- The Washington Times - Monday, November 6, 2006

Various artists

Why the Hell Not…: The Songs of Kinky Friedman

Sustain Records

So-called maverick politicians, who tend toward a socially permissive, fiscally tough-minded centrism, can always count on at least one constituency to back them — the media. But their loose-cannon personalities (Ross Perot) or thunderous sententiousness (John McCain) usually land them in trouble with the partisan base or the general electorate.

On one of those voter-guide check boxes, Kinky Friedman, the cigar-chomping, Jewish country-Western songwriter and mystery novelist, would seem like this sort of maverick. He’s running in the Texas gubernatorial race (as an independent, natch) and seems sincere in his belief that he could run the state as well as any better-credentialed civil servant in Austin.

Yet, happily, he maintains a Goldwateresque “It’s not forever, and it might be fun” disposition about politics. If he loses today, as seems likely, life for Kinky Friedman will proceed normally and uninterruptedly tomorrow morning. The campaign is, therefore, something of an earnest publicity stunt.

As it happens, a new Kinky Friedman tribute album is in stores. Commissioned by Mr. Friedman, the disc is the musician-politician’s version of the official campaign hagiography.

Unsurprisingly, it’s a rather hasty affair. Its best songs — including Lyle Lovett’s aching version of “Sold American” and Willie Nelson’s take on “Ride ‘em Jewboy” — already have been released on a previous tribute album, 1999’s “Pearls in the Snow.” (Dwight Yoakam’s “Rapid City, South Dakota” and Delbert McClinton’s “Autograph” are the other reissues.)

Luckily, what’s new is pretty good, especially because relative country newcomers such as Reckless Kelly are fast attaining the kind of star wattage that made “Pearls” so compelling. The latter band teams with Asleep at the Wheel veteran Ray Benson to reproduce the anthropological hilarity of Mr. Friedman’s Western swing classic “Homo Erectus.”

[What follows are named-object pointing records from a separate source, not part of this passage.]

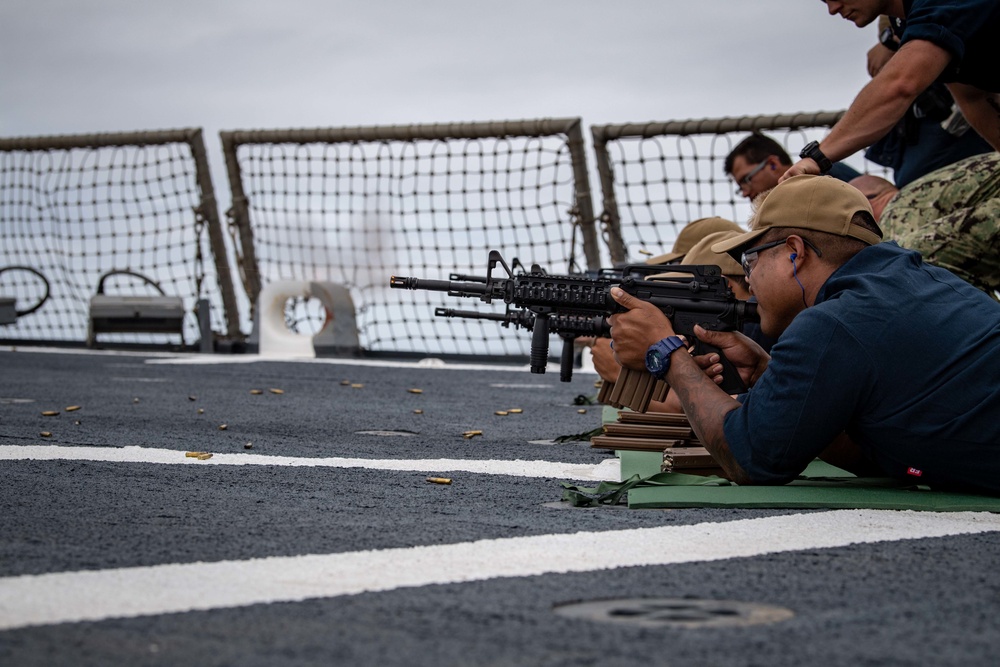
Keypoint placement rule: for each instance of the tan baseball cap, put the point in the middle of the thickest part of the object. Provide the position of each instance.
(692, 233)
(702, 253)
(822, 203)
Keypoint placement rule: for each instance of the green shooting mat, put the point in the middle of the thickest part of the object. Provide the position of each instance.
(821, 486)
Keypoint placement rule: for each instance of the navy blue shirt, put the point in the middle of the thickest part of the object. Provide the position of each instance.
(968, 29)
(903, 356)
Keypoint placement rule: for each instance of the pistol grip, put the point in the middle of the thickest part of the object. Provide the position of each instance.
(732, 383)
(540, 343)
(566, 360)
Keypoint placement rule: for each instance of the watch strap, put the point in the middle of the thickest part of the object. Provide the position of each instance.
(813, 152)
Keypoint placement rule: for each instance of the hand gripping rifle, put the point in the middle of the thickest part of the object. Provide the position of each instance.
(688, 295)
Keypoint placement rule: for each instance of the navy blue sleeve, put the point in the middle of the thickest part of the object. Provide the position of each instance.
(810, 392)
(946, 24)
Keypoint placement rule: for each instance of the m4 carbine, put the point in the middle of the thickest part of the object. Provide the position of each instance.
(688, 295)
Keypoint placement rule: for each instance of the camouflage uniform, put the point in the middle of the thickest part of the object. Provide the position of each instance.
(952, 216)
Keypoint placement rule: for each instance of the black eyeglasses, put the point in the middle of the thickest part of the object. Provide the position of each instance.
(744, 182)
(749, 258)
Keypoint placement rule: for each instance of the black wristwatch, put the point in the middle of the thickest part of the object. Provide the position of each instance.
(813, 152)
(658, 355)
(887, 38)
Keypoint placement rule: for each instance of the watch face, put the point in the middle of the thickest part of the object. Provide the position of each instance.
(654, 362)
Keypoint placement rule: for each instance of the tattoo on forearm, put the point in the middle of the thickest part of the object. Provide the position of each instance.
(994, 102)
(706, 406)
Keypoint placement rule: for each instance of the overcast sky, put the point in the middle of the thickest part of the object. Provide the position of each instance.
(72, 66)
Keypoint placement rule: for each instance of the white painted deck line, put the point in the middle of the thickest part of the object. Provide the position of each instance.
(191, 359)
(608, 470)
(70, 597)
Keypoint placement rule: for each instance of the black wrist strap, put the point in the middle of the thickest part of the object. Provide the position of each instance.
(813, 152)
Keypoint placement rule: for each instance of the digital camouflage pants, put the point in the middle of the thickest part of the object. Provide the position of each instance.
(952, 217)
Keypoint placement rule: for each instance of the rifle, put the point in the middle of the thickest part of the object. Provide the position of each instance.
(688, 295)
(568, 327)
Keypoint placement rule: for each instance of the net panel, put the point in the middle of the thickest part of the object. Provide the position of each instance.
(356, 212)
(660, 176)
(76, 212)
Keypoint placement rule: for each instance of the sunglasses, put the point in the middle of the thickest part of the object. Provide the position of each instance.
(749, 257)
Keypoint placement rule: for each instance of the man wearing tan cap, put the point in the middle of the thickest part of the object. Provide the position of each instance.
(883, 363)
(692, 233)
(700, 254)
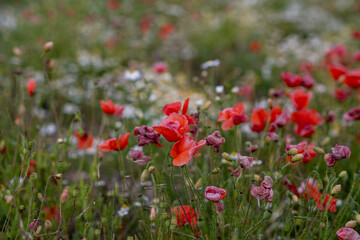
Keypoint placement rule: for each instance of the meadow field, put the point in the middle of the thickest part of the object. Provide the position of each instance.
(170, 119)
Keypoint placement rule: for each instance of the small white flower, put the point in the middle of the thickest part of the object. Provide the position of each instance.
(132, 75)
(210, 63)
(219, 89)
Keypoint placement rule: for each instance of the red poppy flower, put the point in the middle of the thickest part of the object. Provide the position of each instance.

Honky-tonker Kevin Fowler nails the barn-burner (or is it a bra-burner?) “Get Your Biscuits in the Oven,” Mr. Friedman’s faux-misogynistic send-up of “uppity women.” Make way for the fainting couch, ladies: “Before you go and make your weekly visit to the shrink/You better occupy the kitchen and liberate the sink,” Mr. Fowler sings, proving Mr. Friedman prefigured “Borat” comedian Sacha Baron Cohen by a generation.

Charlie Robison’s rendition of “Wild Man From Borneo,” drawn from Mr. Friedman’s stint as a Peace Corpsman on the Southeast Asian island, is perfectly fine but suffers in comparison to the great Guy Clark’s version of same on “Pearls.”

“They Ain’t Making Jews Like Jesus Anymore,” performed here with extra kick by neo-traditionalist roots rocker Todd Snider, is a nutshell study of why Kinky Friedman is merely a boutique commodity. Though it’s an equal-opportunity offender, the song’s anti-redneck humor, much of it unprintable, symbolically burns the Stars and Bars.

Interestingly, senatorial candidate James H. Webb Jr. may unseat Virginia’s incumbent Republican George Allen today, having trumpeted his opposition to the Iraq war loudly enough to mask his previous conservative credentials from Democrats in the state’s elite Washington suburbs.

I wonder what the Kinkster makes of Mr. Webb, Virginia’s Scots-Irish warrior-poet.

One thing’s for sure: Sen. Macaca sure could have used a humor coach as smart as Kinky Friedman.